It's 1h 28m long. That's not enough time for nothing. And it was too long? "All Through the Night" starring Humphrey Bogart came out the same year, it is 1h 47m long. "Captains of the Clouds" starring James Cagney 1h 54m long. One of the most famous films of all time "Casablanca" 1h 42m long. Another big movie that year was "Mrs. Miniver" starring Walter Pidgeon and Greer Garson and it was 2h 13m long. "Pride of the Yankees" came out that year.
Yeah, and Robert Wise's bloated 'epic', "West Side Story," is 5 hours long. That's how long it is, right? Because it sure felt like it. One wonders why the studio never chopped 50 minutes out of it and then changed the ending so Tony lives.
No evidence that a 148 minute cut was ever put together. And no way that the bits and pieces from the final shooting draft of the script that didn't make it into the original post-production cut added up to 16 minutes - unless it was edited atrociously. (It's known some of that wasn't even shot.) His first cut was 132 minutes. He wasn't going to release it at that length; he had no plans to release it at anything longer than 120 minutes, as he was outspoken about not liking pictures that lasted more than 2 hours.

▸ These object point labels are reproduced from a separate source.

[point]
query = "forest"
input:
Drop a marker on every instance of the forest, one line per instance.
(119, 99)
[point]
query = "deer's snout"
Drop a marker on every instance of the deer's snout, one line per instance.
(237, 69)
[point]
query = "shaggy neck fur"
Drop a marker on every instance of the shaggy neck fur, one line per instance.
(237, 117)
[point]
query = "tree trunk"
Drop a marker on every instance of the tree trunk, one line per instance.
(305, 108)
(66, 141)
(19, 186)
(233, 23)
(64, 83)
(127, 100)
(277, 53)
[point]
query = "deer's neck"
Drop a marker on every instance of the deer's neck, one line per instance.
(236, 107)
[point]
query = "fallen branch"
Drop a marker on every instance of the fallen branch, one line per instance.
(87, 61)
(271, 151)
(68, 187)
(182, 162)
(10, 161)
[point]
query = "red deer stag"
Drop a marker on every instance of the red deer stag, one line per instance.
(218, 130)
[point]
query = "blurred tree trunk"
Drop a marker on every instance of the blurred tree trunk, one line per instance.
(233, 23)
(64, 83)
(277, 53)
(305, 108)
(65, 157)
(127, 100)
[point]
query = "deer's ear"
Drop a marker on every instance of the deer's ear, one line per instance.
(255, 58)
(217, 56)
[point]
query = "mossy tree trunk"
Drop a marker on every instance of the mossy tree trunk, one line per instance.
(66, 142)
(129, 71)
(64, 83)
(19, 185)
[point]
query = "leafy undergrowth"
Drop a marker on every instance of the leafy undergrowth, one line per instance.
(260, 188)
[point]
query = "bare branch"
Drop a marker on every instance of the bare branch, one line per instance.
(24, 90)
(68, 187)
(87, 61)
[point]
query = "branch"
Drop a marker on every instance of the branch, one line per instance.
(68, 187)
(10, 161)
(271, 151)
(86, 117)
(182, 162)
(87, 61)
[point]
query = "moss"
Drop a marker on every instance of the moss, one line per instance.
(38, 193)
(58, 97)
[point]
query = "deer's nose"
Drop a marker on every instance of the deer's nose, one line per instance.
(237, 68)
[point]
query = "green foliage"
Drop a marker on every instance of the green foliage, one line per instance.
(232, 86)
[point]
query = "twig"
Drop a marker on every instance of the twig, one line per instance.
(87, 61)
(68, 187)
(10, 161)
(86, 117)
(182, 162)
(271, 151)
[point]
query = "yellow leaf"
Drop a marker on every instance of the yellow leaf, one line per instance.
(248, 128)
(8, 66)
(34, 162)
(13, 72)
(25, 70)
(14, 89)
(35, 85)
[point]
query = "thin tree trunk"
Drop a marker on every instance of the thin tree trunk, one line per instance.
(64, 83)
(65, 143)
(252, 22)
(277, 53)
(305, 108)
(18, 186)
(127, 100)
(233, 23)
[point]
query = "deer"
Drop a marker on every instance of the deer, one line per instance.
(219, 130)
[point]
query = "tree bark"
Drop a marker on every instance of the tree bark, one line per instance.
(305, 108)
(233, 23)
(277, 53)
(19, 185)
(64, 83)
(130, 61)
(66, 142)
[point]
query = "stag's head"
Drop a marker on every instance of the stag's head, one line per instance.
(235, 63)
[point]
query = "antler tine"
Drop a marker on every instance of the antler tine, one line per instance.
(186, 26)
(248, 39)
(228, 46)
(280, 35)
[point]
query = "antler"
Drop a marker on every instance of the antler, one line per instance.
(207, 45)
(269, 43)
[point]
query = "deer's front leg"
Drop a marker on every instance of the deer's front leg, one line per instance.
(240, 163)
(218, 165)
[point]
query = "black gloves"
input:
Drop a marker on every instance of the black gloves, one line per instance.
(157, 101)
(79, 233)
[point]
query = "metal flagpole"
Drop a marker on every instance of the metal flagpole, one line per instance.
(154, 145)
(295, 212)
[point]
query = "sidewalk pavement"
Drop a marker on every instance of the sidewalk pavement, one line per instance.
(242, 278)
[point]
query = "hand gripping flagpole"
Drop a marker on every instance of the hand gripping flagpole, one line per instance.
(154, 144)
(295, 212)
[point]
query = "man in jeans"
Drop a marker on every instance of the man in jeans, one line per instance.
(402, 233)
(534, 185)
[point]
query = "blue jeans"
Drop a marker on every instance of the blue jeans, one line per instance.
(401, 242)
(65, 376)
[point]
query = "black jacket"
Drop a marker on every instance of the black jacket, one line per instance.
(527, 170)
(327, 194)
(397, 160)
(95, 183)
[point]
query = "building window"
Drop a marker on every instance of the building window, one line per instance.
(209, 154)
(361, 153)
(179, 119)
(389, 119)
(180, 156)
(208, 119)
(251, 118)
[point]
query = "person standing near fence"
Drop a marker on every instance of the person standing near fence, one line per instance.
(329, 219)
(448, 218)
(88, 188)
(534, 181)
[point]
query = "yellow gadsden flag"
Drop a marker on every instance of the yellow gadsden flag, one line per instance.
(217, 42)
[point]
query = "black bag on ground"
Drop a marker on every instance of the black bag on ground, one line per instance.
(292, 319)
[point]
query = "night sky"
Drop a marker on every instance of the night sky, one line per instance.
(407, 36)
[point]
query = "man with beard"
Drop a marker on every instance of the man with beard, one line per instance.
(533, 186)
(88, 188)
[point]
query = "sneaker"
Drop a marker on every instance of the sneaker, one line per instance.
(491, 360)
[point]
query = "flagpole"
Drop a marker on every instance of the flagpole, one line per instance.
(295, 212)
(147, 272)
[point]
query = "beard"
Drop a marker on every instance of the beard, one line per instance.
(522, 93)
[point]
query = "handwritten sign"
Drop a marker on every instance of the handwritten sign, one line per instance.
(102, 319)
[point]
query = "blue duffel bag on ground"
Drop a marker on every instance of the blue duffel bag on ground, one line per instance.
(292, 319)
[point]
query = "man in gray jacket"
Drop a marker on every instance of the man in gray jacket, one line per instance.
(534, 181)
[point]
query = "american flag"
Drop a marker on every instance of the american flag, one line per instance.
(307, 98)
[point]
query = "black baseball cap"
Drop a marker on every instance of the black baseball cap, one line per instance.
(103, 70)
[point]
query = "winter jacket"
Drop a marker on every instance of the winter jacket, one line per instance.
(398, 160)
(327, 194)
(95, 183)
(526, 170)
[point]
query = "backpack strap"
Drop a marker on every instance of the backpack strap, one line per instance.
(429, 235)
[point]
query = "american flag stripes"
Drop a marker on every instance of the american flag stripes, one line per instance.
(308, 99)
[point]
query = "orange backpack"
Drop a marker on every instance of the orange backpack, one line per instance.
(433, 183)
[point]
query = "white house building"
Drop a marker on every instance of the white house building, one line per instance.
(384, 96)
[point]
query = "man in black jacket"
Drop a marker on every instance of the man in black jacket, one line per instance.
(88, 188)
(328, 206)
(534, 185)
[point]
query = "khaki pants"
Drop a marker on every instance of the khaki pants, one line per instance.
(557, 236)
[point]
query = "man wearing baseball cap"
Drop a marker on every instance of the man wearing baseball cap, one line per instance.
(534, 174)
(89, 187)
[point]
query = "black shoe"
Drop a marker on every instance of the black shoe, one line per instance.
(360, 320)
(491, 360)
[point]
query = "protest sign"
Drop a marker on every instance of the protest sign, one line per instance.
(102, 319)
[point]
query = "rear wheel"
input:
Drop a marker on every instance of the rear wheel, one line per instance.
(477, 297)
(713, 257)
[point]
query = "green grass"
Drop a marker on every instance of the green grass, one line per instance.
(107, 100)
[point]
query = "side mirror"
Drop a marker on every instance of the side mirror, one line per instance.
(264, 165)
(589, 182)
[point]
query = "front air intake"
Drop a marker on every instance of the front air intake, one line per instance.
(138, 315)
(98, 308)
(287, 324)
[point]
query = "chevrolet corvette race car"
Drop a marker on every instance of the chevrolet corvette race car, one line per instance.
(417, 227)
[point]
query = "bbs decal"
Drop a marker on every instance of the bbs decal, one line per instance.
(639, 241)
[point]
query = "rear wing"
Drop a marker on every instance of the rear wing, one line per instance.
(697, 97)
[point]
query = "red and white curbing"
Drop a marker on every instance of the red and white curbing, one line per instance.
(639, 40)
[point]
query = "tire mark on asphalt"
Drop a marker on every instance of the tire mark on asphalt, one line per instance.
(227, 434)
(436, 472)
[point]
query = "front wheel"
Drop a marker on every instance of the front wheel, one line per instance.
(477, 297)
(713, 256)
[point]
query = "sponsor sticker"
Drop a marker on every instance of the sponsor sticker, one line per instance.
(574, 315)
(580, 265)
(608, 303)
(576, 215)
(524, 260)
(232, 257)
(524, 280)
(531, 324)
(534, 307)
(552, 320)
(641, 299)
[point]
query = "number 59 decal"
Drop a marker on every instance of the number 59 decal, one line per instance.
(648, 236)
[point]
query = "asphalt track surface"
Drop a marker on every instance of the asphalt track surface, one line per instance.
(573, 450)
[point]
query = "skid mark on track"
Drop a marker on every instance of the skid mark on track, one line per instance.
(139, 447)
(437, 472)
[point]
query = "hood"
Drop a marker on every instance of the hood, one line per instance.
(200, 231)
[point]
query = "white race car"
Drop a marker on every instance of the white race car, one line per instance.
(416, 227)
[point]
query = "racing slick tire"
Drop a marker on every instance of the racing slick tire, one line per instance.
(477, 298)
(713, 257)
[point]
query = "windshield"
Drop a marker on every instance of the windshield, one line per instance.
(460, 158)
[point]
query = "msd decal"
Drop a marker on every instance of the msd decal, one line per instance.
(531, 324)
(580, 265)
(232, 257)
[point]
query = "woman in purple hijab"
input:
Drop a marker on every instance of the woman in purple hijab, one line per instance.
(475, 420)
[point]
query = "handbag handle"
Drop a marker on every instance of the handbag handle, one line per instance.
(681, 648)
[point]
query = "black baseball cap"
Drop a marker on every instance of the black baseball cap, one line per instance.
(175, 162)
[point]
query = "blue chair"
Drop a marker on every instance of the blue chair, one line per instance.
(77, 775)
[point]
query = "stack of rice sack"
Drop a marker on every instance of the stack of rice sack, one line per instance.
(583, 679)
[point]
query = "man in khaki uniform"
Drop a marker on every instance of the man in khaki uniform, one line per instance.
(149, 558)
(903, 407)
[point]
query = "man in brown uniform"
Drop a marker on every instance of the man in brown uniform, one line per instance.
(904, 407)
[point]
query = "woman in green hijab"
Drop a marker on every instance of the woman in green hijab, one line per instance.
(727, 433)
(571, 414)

He had put the gears in motion to make his own questionable editorial decisions (which were briefly implemented and then discarded by RKO after the Pomona preview on March 17, 1942 bombed) to get it down to that length, which included treating Isabel's death like a silly Hollywood cliche. That the 89 minute final cut is a chopped-up mess that looks like it was edited with a lawnmower is besides the point. Welles was going to chop it up himself by taking out scenes that we all know. Had he gotten his way, perhaps we'd all be lamenting the loss of George's and Lucy's breakup, or Isabel's horseful car ride home instead of what we are.
I am sympathetic to Welles to an extent, but not all the way. The fact of the matter is, he left the country - and, in effect, abandoned his own film; he did authorize them to reshoot scenes without him there - and, in effect, opened the door for RKO to do whatever reshoots they felt like without him there; and, ultimately, when he found out the picture was taken away from him over the summer, made no attempt whatsoever to try to get his reels back from Brazil. He left them there. He had years to go back and get them, and didn't. He may have departed for noble reasons (although, honestly, he probably departed to dodge the draft), but all the same, if it meant that much to him, he would have been there for his child when it needed him most instead of skipping town. That being said, I never really bought the legend that RKO was trying to lighten up the picture. If that were the case, they would have kept funny scenes like Friend of the Ace and Drunk Uncle John instead of all the gloomy parts they did keep. And call me sacrilegious, but I do feel that a few, not all, of the retakes did improve what was there, at least from a scriptwriting standpoint. It's also readily apparent that they completely butchered other areas (the entire section where Isabel and the Major die is incoherent).